Before rendering their verdict, however, they had to roll a pair of dice designed to always show the same numbers. The judges were unaware that the dice were loaded, believing that the numbers had been determined at random. However, the results showed that their decisions were influenced by the numbers they saw, although they were convinced that rolling the dice had no effect on their decisions. It is important to note that the authors of both experiments shared the common view that factors such as mental state, which favours a certain tendency to the sense of judgment, or the influence of psychological anchoring should not influence legal decisions.25 24In this case, the anchoring effect was generated by numbers that acted as anchoring values (see T. Mussweiler & F. Strack, „Comparing is believing: A selective accessibility model of judgemental anchoring”, (1999) European review of social psychology, 10(1) 135-167). In particular, numerical cases of the anchoring phenomenon have also been proven in case of damage – see, for example, G. Pogarsky & L.
Babcock, „Damage caps, motivated anchoring, and bargaining impasse,” (2001) The Journal of Legal Studies, 30(1) , 143–159 and C. Guthrie, J.J. Rachlinski & A.J. Wistrich, „Judging by Heuristic – Cognitive Illusions in Judicial Decision Making,” (2002) Judicature, 86(1) 44–50. From a psychological point of view, all the above-mentioned cases concern lawyers drawing conclusions from the premises of the legal field. From a normative point of view, however, only Wagner`s model can be described as „legally valid”. Indeed, only Wagner`s conception contains a normative legal hypothesis – the „irrefutability” of marriage is broken, which follows directly from the relevant legal provisions. These last experimental examples do not contain such a legal standard.
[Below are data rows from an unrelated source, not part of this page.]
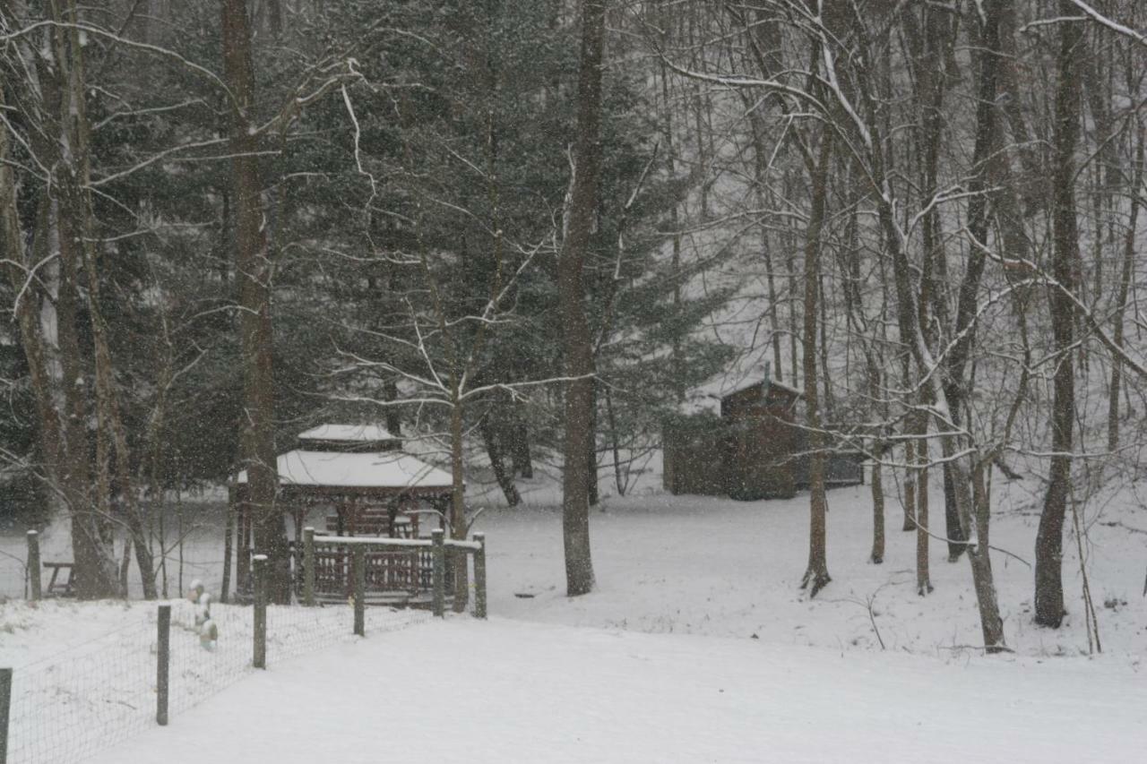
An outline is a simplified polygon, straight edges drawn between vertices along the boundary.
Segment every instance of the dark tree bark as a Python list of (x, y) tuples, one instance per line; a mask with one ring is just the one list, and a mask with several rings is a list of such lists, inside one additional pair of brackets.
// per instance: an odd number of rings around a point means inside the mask
[(565, 373), (565, 470), (562, 478), (562, 536), (565, 588), (570, 597), (593, 588), (590, 554), (590, 481), (586, 453), (593, 435), (593, 344), (583, 305), (583, 271), (598, 206), (601, 166), (601, 56), (606, 32), (604, 0), (583, 0), (582, 55), (577, 92), (575, 174), (567, 213), (565, 241), (557, 264)]
[(255, 70), (251, 26), (243, 0), (221, 0), (224, 72), (232, 102), (232, 196), (235, 278), (239, 281), (240, 346), (243, 352), (243, 431), (240, 461), (247, 469), (247, 499), (255, 517), (255, 548), (268, 558), (270, 598), (290, 601), (287, 527), (275, 505), (279, 475), (274, 443), (274, 376), (271, 334), (272, 264), (264, 226), (263, 186), (251, 133)]
[(801, 587), (816, 597), (832, 578), (828, 575), (828, 497), (825, 491), (824, 437), (820, 434), (820, 399), (817, 392), (817, 297), (820, 293), (820, 234), (828, 198), (828, 166), (833, 159), (833, 131), (820, 135), (820, 150), (812, 174), (812, 209), (804, 237), (804, 405), (809, 428), (809, 567)]
[[(1142, 188), (1144, 180), (1144, 135), (1139, 128), (1136, 140), (1136, 159), (1131, 188)], [(1128, 310), (1128, 293), (1131, 290), (1132, 270), (1136, 260), (1136, 228), (1139, 224), (1139, 200), (1138, 193), (1131, 194), (1131, 217), (1128, 220), (1128, 233), (1123, 244), (1123, 267), (1119, 273), (1119, 291), (1116, 297), (1115, 323), (1113, 341), (1119, 348), (1123, 346), (1123, 318)], [(1118, 359), (1111, 362), (1111, 389), (1107, 398), (1107, 450), (1115, 451), (1119, 446), (1119, 392), (1123, 388), (1123, 364)]]
[[(1075, 3), (1061, 0), (1061, 14), (1076, 13)], [(1079, 67), (1083, 50), (1080, 24), (1060, 24), (1060, 52), (1055, 83), (1055, 169), (1052, 179), (1052, 276), (1063, 289), (1052, 288), (1052, 341), (1059, 354), (1053, 377), (1052, 461), (1044, 496), (1044, 510), (1036, 532), (1036, 623), (1059, 627), (1063, 621), (1063, 517), (1071, 481), (1071, 443), (1075, 424), (1076, 267), (1079, 232), (1076, 225), (1076, 145), (1079, 141)]]
[[(496, 421), (498, 420), (498, 421)], [(486, 446), (486, 455), (490, 458), (490, 466), (494, 470), (494, 480), (506, 497), (506, 504), (516, 507), (522, 502), (522, 496), (514, 485), (514, 474), (506, 469), (506, 449), (502, 444), (501, 434), (505, 430), (505, 422), (501, 421), (501, 407), (491, 408), (482, 418), (478, 424), (482, 431), (482, 442)]]

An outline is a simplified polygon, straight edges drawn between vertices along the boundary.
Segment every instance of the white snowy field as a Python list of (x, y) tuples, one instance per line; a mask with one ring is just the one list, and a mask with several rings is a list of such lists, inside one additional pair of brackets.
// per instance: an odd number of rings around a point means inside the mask
[[(1136, 488), (1083, 517), (1103, 653), (1087, 655), (1068, 533), (1059, 630), (1031, 623), (1031, 570), (993, 554), (1015, 654), (984, 656), (966, 560), (949, 563), (934, 541), (935, 591), (916, 594), (915, 536), (899, 530), (895, 491), (881, 566), (867, 562), (868, 486), (829, 493), (833, 582), (814, 600), (798, 587), (805, 494), (607, 498), (591, 516), (598, 587), (569, 599), (560, 512), (539, 481), (526, 506), (477, 521), (490, 622), (368, 624), (365, 640), (272, 652), (268, 671), (243, 670), (170, 727), (145, 724), (95, 761), (1139, 761), (1147, 512)], [(1040, 498), (1036, 481), (997, 484), (993, 543), (1029, 562)], [(931, 499), (939, 515), (938, 490)], [(153, 610), (0, 605), (0, 665), (50, 664)], [(228, 626), (220, 650), (245, 649), (234, 642), (248, 633)]]
[(272, 665), (93, 762), (1136, 762), (1116, 661), (450, 618)]

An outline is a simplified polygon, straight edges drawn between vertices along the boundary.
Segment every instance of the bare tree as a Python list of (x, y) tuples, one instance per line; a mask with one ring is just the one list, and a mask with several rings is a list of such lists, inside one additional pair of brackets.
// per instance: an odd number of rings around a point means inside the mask
[[(1061, 0), (1060, 13), (1075, 11), (1075, 2)], [(1052, 336), (1059, 358), (1052, 402), (1052, 459), (1044, 510), (1036, 533), (1036, 623), (1059, 627), (1063, 621), (1063, 519), (1071, 483), (1071, 443), (1075, 429), (1075, 305), (1066, 293), (1076, 289), (1079, 267), (1079, 232), (1076, 224), (1075, 153), (1079, 141), (1079, 67), (1083, 30), (1060, 24), (1060, 50), (1055, 81), (1055, 165), (1052, 180), (1052, 274), (1062, 287), (1052, 289)]]

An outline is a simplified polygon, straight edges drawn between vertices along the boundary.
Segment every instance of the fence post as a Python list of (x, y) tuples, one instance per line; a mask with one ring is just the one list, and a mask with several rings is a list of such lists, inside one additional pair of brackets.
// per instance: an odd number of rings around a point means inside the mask
[(314, 529), (303, 529), (303, 605), (314, 607)]
[(354, 633), (366, 637), (366, 547), (352, 547), (354, 555)]
[(0, 764), (8, 761), (8, 715), (11, 710), (11, 669), (0, 669)]
[(155, 666), (155, 720), (161, 727), (167, 726), (167, 695), (171, 665), (171, 606), (159, 606), (159, 636), (156, 641)]
[(251, 665), (267, 668), (267, 555), (256, 554), (255, 567), (255, 655)]
[(474, 551), (474, 617), (486, 617), (486, 535), (477, 532), (474, 540), (478, 548)]
[(446, 611), (446, 545), (440, 528), (430, 531), (434, 559), (434, 614), (442, 618)]
[(40, 535), (37, 531), (28, 531), (28, 583), (31, 585), (29, 597), (33, 600), (44, 597), (44, 591), (40, 588)]

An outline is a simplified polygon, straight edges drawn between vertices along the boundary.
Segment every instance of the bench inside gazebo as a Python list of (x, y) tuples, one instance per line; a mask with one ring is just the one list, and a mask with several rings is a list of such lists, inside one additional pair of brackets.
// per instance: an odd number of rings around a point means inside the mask
[[(338, 537), (421, 538), (443, 527), (452, 478), (403, 451), (401, 441), (373, 424), (322, 424), (298, 436), (298, 447), (279, 455), (276, 502), (290, 517), (292, 580), (303, 585), (303, 529)], [(236, 513), (236, 577), (240, 598), (250, 597), (253, 517), (247, 474), (232, 496)], [(345, 602), (353, 587), (353, 558), (345, 547), (315, 551), (315, 597)], [(432, 575), (429, 549), (369, 551), (366, 601), (428, 606)], [(450, 577), (452, 566), (446, 566)], [(447, 586), (447, 591), (450, 586)]]

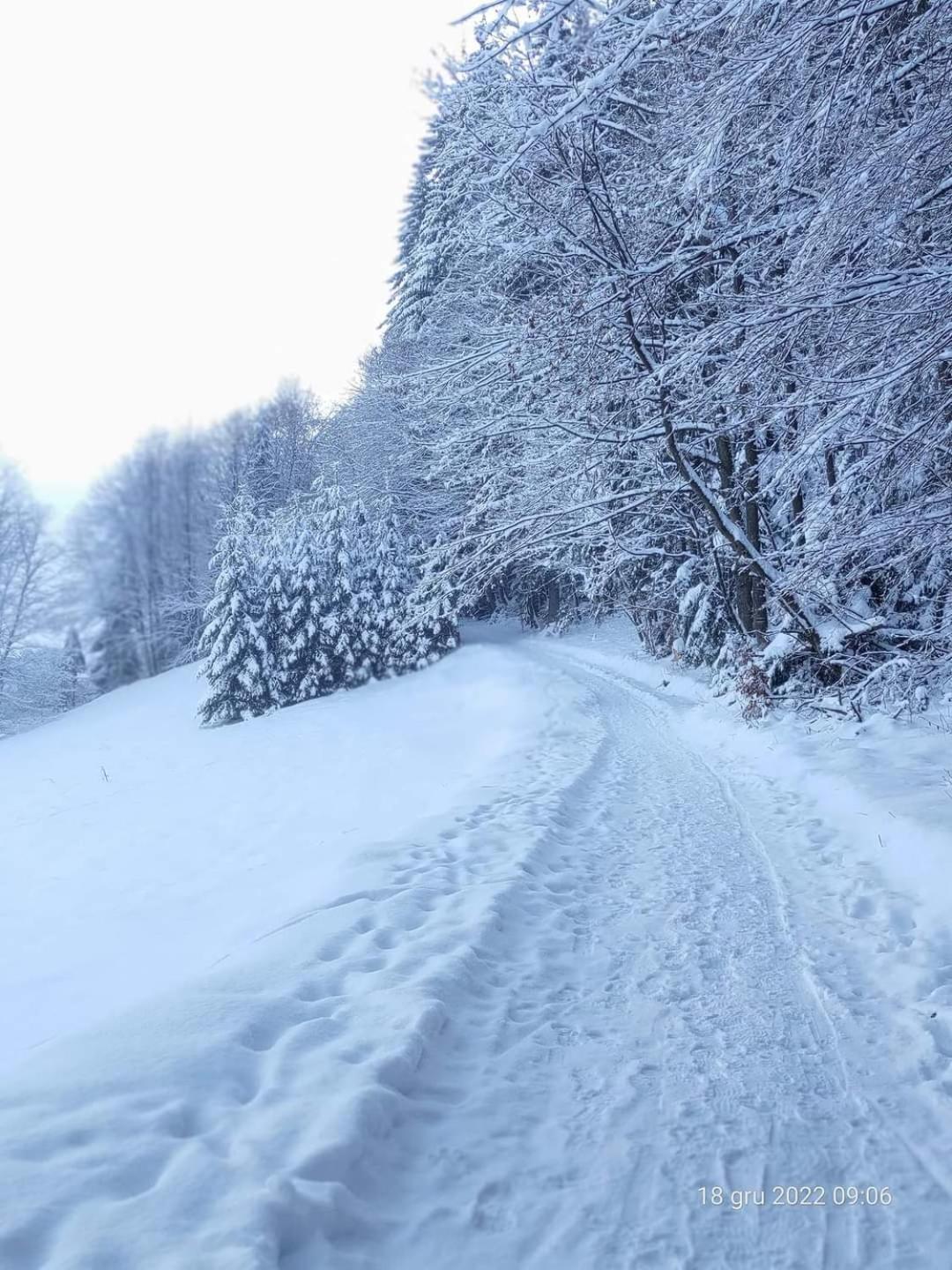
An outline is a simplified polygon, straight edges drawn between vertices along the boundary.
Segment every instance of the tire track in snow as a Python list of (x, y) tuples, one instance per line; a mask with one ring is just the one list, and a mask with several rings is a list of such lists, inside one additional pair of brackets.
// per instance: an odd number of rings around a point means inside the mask
[[(440, 983), (446, 1024), (348, 1179), (374, 1234), (322, 1240), (320, 1264), (942, 1264), (947, 1196), (854, 1088), (730, 786), (621, 677), (522, 655), (585, 685), (605, 740), (466, 974)], [(896, 1201), (831, 1206), (853, 1184)], [(702, 1185), (825, 1186), (828, 1205), (731, 1212), (702, 1206)], [(287, 1270), (319, 1264), (312, 1250)]]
Wagner`s model therefore not only describes the heuristic approach to legal decision-making, but also „matches” the judicial decision-making process with the normative prerequisites of German civil law. Although these latter experimental examples do not provide considerations of legal norms, there is no doubt that a legal decision influenced by random numbers or the „mood” of judges cannot be considered correct. Conversely, such bias could and should be regarded as a circumstance justifying the annulment of such a judgment by a higher court. However, despite the differences mentioned above, all the cases presented have considerable similarities. First, in each of them, reflections on the problem of thought are presented from the perspective of psychological insights of non-analytical human decision-making processes. In other words, all of these examples are based on psychological concepts associated with intuition – such as heuristics or cognitive biases.26 Second, the actual justification provided by lawyers in all cases was constructed in a legally appropriate manner, without any idea of the legally irrelevant factors taken into account. This means that the justification of judgments was based on normative legal norms of argumentation, while the actual decision-making process was influenced by intuitive biases. It is therefore also possible for German judges to make divorce decisions on the basis of premises different from those set out in their reasoning – although such a thesis requires an experimental investigation. Despite this idea, Wagner`s model not only uses the psychological explanation of legal reasoning, but also corresponds to normative assumptions derived from German legal regulations. The other two examples reveal mental mechanisms of judicial decision-making that cannot form the basis of judgment because they violate the law. Of course, the length of detention should not be determined by rolling the dice and probation granted or denied according to the mood of the judge. The consistency with normative standards of the previous definition of justification must therefore be understood as excluding processes that cannot produce legally valid decisions.27 107The exclusive use of two elements – legal dispute and case law – may support the criticism that the proposed definition in Section 2 covers a very wide range of cases.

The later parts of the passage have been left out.